For instance, if the Supreme Court decides that the CCT lacks jurisdiction, whatever the tribunal did would have been a nullity. So, rather than go through the rigours of trial which will eventually be a nullity, the Supreme Court decided to give the matter accelerated hearing. The apex court did not want to give a sense of assurance to either side. If they refused the application, the appellant may be thinking that perhaps they have convicted him without hearing him or that the court is under the influence of the executive. All sorts of speculations will be on his mind. I think the decision of the Supreme Court is fair to both sides. I am not taking a position to the merit of the case; that is for the CCT to decide.

What agenda will you suggest for the new Attorney-general of the Federation (AGF), particularly as it affects administration of justice in Nigeria?
When the Vice President, Professor Yemi Osinbajo (SAN), was the Attorney-General and Commissioner for Justice in Lagos State, he did a lot of work in collaboration with the state judiciary. Courtrooms were reformed and appointment process of judicial officers was also reformed, among others. Those are the things the AGF must be thinking about. But he cannot do it alone; at least he can work in collaboration with the judiciary and make suggestions in the areas of justice administration. There are lots of laws that are not really working; laws which are archaic. He can propose amendments to these laws. I happen to know that a lot of institutions are working without regulatory laws. For instance, none of the boards of specialist hospitals in the country is operating with statute; they are operating illegally. All the federal medical centres in Nigeria do not have any statute establishing them as separate institutions. I am talking from inside knowledge and all these are things the AGF should look at.

Also in the area of administration of justice, the AGF should build effective team to defend the Federal Government in court when the need arises. If you have ever had a suit against a government institution, you find out that the defence is usually not effective. Again, when you get judgment against them, they will not obey the judgment. When we talk about the rule of law, government should set example. When judgment is given against the government or any of its agencies, they should either appeal or obey the judgment. When government uses its ‘big size’ to suppress its citizens, it is in effect sending wrong signals. Any society that is not regulated by rule of law is doomed to failure and is prone to anarchy. To ensure there is rule of law in Nigeria, the AGF has a lot of work to do.

 

The National Industrial Court (NIC) was established to ensure labour disputes are disposed of expeditiously. But nowadays, labour disputes linger for three to four years in court. How do you see this development?
I am very familiar with the National Industrial Court. I think there is an improvement from what it used to be and what it is now.

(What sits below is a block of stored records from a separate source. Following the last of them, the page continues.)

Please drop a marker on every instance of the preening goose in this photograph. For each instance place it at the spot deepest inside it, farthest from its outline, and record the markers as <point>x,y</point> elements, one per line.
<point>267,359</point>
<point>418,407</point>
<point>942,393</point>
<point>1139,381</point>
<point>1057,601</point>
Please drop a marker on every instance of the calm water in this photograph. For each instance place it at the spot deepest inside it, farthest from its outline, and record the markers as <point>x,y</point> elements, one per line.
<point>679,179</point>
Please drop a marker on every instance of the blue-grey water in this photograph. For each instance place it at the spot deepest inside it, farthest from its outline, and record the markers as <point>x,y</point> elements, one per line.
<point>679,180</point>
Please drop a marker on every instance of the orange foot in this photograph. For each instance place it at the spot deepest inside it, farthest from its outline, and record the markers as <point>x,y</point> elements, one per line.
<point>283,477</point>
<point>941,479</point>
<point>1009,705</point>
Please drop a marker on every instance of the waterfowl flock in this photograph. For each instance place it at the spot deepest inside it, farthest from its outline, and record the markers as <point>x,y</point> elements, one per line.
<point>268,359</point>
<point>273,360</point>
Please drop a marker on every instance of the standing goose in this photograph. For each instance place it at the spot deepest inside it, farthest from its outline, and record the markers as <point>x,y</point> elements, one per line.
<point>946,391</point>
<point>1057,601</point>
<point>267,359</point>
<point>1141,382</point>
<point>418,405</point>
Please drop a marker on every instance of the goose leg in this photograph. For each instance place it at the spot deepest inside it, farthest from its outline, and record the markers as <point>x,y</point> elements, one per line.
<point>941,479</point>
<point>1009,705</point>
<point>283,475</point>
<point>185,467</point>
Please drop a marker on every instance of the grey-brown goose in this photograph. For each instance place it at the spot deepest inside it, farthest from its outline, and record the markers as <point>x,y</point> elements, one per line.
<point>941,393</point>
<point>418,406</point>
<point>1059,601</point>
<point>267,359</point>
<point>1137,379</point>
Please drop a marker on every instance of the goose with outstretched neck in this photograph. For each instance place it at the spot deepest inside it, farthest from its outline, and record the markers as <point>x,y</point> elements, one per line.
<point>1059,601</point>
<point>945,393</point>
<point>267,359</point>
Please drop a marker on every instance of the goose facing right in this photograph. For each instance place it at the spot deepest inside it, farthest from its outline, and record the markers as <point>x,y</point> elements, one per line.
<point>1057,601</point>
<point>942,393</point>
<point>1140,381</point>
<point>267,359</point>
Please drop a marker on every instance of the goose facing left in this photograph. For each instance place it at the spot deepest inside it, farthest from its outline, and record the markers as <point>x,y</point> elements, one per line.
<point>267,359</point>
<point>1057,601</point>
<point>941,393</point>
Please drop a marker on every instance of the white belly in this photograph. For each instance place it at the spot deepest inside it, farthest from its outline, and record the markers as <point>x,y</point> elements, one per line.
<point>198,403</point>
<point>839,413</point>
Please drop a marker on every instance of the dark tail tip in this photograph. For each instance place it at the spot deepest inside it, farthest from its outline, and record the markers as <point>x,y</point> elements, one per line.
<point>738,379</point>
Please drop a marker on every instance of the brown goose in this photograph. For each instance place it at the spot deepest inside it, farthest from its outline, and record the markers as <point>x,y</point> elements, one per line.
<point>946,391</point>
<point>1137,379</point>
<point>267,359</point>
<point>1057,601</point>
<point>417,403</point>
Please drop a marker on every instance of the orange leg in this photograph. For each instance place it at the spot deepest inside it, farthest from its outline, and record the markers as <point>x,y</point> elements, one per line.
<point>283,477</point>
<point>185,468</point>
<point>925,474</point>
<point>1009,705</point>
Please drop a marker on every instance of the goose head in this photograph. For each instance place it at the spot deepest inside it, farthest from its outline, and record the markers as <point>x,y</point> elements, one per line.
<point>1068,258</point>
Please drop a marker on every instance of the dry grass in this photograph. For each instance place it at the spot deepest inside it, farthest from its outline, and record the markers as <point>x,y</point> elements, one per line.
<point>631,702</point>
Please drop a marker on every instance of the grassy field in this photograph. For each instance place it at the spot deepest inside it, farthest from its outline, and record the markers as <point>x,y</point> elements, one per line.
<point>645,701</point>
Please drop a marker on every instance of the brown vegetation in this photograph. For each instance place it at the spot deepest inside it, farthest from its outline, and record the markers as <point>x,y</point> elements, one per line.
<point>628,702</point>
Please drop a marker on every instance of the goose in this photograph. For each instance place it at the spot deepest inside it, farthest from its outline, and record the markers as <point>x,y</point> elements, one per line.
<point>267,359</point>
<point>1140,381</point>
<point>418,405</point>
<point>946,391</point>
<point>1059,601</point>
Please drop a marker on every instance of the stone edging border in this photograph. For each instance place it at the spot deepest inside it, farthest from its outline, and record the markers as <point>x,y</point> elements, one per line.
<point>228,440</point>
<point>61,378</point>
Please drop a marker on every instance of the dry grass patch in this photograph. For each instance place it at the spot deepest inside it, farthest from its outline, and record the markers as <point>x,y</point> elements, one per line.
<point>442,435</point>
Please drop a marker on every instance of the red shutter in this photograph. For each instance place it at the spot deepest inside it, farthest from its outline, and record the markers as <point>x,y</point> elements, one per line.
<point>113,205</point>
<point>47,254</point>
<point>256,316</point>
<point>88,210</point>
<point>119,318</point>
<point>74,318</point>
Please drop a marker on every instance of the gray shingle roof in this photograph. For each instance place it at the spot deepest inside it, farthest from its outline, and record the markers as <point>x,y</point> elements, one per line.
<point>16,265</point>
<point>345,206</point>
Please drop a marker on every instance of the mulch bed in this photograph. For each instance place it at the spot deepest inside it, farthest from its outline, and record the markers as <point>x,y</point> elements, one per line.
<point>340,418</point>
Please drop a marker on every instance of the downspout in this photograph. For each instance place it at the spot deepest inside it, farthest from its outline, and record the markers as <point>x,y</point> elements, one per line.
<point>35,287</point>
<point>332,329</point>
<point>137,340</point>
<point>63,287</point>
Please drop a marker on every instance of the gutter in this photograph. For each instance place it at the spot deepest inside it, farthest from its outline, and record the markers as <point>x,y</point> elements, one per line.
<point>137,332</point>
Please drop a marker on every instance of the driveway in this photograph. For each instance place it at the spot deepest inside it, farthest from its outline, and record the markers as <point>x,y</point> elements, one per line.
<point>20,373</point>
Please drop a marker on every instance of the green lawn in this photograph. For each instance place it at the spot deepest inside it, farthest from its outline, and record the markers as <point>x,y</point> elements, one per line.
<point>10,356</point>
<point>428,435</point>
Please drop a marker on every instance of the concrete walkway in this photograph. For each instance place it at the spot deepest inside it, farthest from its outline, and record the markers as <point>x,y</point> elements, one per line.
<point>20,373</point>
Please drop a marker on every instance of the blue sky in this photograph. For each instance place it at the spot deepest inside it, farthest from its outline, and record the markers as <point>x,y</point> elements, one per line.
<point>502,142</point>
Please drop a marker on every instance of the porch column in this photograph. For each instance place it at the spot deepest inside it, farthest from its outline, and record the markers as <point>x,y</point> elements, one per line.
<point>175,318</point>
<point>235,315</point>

The Third Alteration Act 2010 brought a lot of matters under the jurisdiction of the NIC. There are arguments for and against on whether this should be so. But, there is wisdom in putting them under the NIC as a constitutional court to deal with all employment matters. This was done precisely to reduce delays in labour matters in the regular courts.

Have you not heard of somebody who sued his employer over wrongful termination of his appointment and an interlocutory appeal on that case went before the Appeal Court and the Supreme Court for 14 years before coming back to the High Court. Before that time, the man would have either died or critically impoverished. I think there is wisdom in putting labour-related matters under the NIC. What the court is doing is to get more judges. The NIC is trying and the President, Justice Babatunde Adejumo, has done a lot of work in that area. Today, there is NIC in about 20 states and there is hardly a judge that does not have between 200 and 300 cases.

 

Could the decision of the court be appealed against at the Supreme Court?
The NIC is a specialised court and there is a concept that labour and industrial disputes should not last too long in court, if judgment obtained in that regard would be of any value.